Friday, August 16, 2013

Aiding and Abetting.

This week the Deputy President opened the annual Law Society of Kenya Conference in Mombasa, elected representatives were implicated in the poaching of elephants in Kenya's National Parks and Game Reserves, and Members of the National Assembly introduced their first Constitutional Amendment Bill to delete their offices from Article 260 (in the definition of "State Officers.")

While the Deputy President attempted to persuade a hotel full of lawyers that the Jubilee government's commitment to devolution is "non-negotiable", he failed to address the massive white elephant in the room: with the over-swift transfer of functions from the National Government to the counties, at the rather loud insistence of governors and senators, the odds of devolution catastrophically failing have become very short indeed. This might seem like the eternal pessimist finding the dark cloud in each and every silver lining, but the increasing rate of pachyderm decimation in Kenya's parks and reserves is directly linked to the sheer lunacy of enabling institutions that shouldn't, really, be enabled.

While Game Reserves and National Parks are under the jurisdiction of the National Government's specialised agencies, operations will take place at the county level. If there is any intelligence to be obtained, one can be sure that the county government will play a crucial role because of its intimate knowledge of the local terrain. But when the elected representatives at local level are part of the poaching industry, where else does the National Government imagine this information will come from? Before President Uhuru Kenyatta was railroaded into the way-ahead-of-time transfer of functions, he should have listened even to the spectacularly incompetent Transitional Authority, which advised against the full transfer of functions, favouring a phased approach that would ensure that counties handled what they could at each stage. As did the Commission on Revenue Allocation, the Salaries and Remuneration Commission and the Public Service Commission.
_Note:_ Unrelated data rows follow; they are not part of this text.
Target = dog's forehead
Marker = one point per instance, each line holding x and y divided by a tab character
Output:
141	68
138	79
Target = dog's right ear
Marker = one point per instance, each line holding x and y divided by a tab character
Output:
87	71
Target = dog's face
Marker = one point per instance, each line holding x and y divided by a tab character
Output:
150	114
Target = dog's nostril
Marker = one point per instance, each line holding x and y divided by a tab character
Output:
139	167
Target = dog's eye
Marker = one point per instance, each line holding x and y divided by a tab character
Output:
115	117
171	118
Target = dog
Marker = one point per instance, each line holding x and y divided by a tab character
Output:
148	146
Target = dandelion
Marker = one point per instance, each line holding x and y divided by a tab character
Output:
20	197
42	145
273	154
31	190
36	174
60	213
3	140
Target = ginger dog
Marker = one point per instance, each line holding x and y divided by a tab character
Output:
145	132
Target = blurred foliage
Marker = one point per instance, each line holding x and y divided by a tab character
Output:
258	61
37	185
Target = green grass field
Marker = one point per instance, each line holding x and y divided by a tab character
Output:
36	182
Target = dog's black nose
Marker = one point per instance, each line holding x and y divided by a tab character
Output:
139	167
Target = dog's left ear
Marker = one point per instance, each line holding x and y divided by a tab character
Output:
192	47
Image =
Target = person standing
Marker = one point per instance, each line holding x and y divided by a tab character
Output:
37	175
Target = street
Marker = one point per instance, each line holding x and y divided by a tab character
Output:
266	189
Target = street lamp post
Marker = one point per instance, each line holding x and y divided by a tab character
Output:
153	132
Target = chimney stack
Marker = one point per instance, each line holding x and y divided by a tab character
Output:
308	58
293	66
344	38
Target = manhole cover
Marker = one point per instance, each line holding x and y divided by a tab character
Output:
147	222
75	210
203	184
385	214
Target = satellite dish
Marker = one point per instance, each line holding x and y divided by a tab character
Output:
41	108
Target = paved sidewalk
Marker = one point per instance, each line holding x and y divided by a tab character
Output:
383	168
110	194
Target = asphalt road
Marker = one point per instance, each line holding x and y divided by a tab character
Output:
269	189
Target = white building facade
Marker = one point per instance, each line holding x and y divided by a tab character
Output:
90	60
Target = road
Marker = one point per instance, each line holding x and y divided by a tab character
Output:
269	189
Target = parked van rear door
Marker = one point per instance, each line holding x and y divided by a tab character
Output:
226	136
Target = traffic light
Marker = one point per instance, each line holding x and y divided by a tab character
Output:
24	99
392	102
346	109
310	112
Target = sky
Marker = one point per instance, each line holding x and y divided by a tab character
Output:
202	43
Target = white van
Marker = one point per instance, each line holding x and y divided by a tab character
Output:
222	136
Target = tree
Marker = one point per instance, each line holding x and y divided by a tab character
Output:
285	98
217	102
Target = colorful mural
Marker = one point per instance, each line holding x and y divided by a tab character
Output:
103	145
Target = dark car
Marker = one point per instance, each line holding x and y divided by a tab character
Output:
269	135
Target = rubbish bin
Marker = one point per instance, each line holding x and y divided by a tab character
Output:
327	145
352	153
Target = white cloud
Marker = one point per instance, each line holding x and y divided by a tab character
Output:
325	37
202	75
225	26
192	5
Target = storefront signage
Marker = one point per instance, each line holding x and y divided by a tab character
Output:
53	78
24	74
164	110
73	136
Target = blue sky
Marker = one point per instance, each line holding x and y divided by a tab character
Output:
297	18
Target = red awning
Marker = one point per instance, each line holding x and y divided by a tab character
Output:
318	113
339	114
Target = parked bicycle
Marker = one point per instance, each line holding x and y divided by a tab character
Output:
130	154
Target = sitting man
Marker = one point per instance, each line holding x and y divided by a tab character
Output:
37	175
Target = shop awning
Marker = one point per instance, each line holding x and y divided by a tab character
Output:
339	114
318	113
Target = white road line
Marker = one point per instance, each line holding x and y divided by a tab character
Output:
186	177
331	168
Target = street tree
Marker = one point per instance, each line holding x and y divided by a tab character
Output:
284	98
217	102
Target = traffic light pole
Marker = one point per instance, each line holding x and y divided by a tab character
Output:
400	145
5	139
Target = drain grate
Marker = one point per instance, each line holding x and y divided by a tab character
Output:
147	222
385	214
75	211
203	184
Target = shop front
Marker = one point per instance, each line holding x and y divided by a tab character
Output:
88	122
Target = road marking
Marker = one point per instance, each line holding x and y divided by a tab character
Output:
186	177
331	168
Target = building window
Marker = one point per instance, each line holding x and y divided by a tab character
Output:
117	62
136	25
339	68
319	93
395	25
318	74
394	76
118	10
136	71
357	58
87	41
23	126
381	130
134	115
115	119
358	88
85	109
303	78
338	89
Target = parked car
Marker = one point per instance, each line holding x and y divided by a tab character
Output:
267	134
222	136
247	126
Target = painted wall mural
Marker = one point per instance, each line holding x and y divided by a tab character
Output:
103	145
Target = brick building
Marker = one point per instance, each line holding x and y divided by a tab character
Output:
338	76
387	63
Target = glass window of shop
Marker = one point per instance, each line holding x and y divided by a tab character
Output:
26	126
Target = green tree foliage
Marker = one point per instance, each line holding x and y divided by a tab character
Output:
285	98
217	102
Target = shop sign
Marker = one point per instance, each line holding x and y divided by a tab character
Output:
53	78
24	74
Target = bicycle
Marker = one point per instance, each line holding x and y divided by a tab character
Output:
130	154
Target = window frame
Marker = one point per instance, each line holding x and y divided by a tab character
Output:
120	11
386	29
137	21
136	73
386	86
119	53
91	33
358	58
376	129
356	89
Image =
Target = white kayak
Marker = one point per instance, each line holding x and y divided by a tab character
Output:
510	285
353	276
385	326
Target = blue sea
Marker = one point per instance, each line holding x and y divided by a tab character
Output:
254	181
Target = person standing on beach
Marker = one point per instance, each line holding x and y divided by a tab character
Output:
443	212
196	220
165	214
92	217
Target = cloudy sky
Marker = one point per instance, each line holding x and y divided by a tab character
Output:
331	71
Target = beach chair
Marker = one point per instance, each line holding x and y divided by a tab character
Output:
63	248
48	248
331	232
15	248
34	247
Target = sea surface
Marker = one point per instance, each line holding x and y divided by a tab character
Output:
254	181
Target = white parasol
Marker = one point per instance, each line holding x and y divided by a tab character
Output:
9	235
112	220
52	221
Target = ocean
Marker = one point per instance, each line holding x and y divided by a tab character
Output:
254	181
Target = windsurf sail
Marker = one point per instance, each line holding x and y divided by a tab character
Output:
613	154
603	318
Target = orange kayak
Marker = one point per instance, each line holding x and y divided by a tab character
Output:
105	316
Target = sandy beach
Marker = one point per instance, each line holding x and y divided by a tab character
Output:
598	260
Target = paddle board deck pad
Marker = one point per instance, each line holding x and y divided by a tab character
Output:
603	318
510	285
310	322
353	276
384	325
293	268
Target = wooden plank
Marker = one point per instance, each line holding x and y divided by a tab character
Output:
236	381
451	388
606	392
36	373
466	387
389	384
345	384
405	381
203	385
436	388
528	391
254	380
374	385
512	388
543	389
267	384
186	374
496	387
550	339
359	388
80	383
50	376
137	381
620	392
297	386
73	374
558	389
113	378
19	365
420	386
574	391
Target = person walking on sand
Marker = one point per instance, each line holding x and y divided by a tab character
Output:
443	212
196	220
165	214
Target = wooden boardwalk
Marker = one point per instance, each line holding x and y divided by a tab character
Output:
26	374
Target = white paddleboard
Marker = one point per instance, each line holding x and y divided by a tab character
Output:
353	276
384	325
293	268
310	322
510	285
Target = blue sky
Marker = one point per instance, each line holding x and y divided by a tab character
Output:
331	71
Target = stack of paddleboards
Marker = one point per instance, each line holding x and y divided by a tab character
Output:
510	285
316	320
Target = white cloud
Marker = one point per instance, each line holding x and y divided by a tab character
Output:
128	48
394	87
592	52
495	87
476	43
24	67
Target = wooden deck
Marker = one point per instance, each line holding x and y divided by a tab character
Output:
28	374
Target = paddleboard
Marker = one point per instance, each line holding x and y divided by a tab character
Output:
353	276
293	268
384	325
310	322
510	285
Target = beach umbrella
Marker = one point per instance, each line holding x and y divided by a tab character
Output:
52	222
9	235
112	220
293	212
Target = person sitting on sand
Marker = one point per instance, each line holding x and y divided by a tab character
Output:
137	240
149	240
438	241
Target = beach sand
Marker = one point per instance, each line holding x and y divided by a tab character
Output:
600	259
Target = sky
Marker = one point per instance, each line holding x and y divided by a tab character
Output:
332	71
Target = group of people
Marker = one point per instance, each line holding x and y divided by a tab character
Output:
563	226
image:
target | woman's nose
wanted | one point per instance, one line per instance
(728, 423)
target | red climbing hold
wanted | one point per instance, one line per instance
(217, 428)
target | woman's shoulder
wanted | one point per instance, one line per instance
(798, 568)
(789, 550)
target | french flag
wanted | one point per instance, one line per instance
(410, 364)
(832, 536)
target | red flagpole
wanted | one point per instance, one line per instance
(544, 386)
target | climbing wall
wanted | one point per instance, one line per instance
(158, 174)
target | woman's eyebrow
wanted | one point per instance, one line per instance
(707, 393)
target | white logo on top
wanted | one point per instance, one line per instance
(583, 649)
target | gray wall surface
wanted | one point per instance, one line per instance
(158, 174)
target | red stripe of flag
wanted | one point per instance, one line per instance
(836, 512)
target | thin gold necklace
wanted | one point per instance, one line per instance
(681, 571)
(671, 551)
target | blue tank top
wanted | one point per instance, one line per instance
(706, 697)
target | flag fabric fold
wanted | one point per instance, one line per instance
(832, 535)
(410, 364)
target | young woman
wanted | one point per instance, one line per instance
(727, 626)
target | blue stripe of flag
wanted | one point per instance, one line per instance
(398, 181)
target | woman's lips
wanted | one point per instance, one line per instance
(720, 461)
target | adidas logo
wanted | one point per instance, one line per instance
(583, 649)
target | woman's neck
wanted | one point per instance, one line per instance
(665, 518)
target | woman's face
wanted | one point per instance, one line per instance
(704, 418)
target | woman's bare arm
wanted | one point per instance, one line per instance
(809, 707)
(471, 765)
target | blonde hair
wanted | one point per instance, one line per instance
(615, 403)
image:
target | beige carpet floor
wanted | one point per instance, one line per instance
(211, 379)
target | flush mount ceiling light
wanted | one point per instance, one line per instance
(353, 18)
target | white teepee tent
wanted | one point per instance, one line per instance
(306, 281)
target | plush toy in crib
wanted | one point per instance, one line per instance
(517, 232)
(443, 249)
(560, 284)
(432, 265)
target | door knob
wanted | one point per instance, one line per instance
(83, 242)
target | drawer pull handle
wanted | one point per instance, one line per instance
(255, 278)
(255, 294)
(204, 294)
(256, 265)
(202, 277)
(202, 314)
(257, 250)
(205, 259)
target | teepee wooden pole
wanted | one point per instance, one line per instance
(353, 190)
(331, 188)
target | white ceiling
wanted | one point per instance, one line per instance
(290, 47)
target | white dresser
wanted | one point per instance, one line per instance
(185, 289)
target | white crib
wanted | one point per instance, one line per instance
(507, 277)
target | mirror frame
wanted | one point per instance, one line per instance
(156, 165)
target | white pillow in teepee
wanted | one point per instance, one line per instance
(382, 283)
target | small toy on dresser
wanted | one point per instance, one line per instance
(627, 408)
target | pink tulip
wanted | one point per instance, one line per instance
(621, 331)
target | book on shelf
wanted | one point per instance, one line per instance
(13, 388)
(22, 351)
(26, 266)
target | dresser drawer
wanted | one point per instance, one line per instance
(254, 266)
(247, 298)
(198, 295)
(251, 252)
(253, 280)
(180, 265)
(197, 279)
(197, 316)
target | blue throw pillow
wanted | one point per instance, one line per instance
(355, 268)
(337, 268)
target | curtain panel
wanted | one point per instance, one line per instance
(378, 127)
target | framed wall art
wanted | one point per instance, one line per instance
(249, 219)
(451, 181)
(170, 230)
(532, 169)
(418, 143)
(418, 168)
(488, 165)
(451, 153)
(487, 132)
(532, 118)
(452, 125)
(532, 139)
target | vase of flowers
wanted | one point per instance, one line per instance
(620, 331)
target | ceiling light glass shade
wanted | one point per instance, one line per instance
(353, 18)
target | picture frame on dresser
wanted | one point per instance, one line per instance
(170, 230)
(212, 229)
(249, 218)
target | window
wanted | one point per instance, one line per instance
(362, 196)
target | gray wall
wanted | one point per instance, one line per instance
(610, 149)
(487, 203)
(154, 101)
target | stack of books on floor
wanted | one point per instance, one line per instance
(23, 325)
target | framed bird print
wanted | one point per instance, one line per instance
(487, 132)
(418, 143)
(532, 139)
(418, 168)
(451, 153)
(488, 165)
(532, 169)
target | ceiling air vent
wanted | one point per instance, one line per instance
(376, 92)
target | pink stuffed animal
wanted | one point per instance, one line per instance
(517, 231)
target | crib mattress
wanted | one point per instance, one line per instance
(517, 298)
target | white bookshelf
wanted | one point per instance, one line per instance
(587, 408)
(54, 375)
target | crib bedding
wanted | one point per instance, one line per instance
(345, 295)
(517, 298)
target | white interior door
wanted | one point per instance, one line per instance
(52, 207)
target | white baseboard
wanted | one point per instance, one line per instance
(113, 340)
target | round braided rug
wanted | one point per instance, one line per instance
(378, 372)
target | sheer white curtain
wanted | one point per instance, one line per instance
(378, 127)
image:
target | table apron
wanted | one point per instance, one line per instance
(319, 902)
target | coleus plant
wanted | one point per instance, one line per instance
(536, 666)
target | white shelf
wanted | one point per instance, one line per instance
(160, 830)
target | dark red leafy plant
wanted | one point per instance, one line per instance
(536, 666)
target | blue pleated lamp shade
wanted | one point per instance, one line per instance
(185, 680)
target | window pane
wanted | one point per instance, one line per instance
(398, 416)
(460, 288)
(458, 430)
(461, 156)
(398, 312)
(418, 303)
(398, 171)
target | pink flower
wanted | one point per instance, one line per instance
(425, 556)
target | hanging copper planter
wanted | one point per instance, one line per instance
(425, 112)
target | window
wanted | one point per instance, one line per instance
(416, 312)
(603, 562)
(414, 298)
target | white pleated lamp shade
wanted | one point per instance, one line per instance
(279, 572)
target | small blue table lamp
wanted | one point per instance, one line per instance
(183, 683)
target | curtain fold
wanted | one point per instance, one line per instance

That he did not might be held in evidence against the Jubilee administration as proof that their hearts are really set in sabotaging devolution before it takes off properly.

But it is the National Assembly's pig-headed refusal to read the mood of the nation that makes the devolution plans of the Jubilee government so dangerous. The members of the National Assembly are determined to raise their pay come hell or high water. The business of government is of secondary interest in their mad rush for the National Treasury's cashiers' counters. One would expect that the Senate, endowed with the power to protect devolution, to play its proper role. But like their colleagues in the National Assembly, the Senate has its hands full trying to persuade Kenyans variously that it is the "upper" house and that the Constitution must be amended to "clarify" its proper role in the law-making business of the Parliament of Kenya. Then there is the little-publicised tug-of-war over the national flag between the National Assembly and the Senate. The Assembly argues that governors are jacked-up councillors who shouldn't fly the national flag; the Senate says they are county presidents who must. Both are wrong and by the time they realise that flags - FLAGS! - don't mean shit in the matter of devolution, county governments will have managed to fuck up so spectacularly Kenyans will only be too happy to get rid of the whole thing, lock, stock and barrel.

Every time we read about elephants or rhinos being killed, or witness every dodgy interception of ivory and rhino horns at JKIA or the Port of Mombasa, we must bear in mind that the destruction of the wildlife that guarantees jobs and foreign exchange is being undertaken because devolution is failing, and the national Government is aiding and abetting that failure.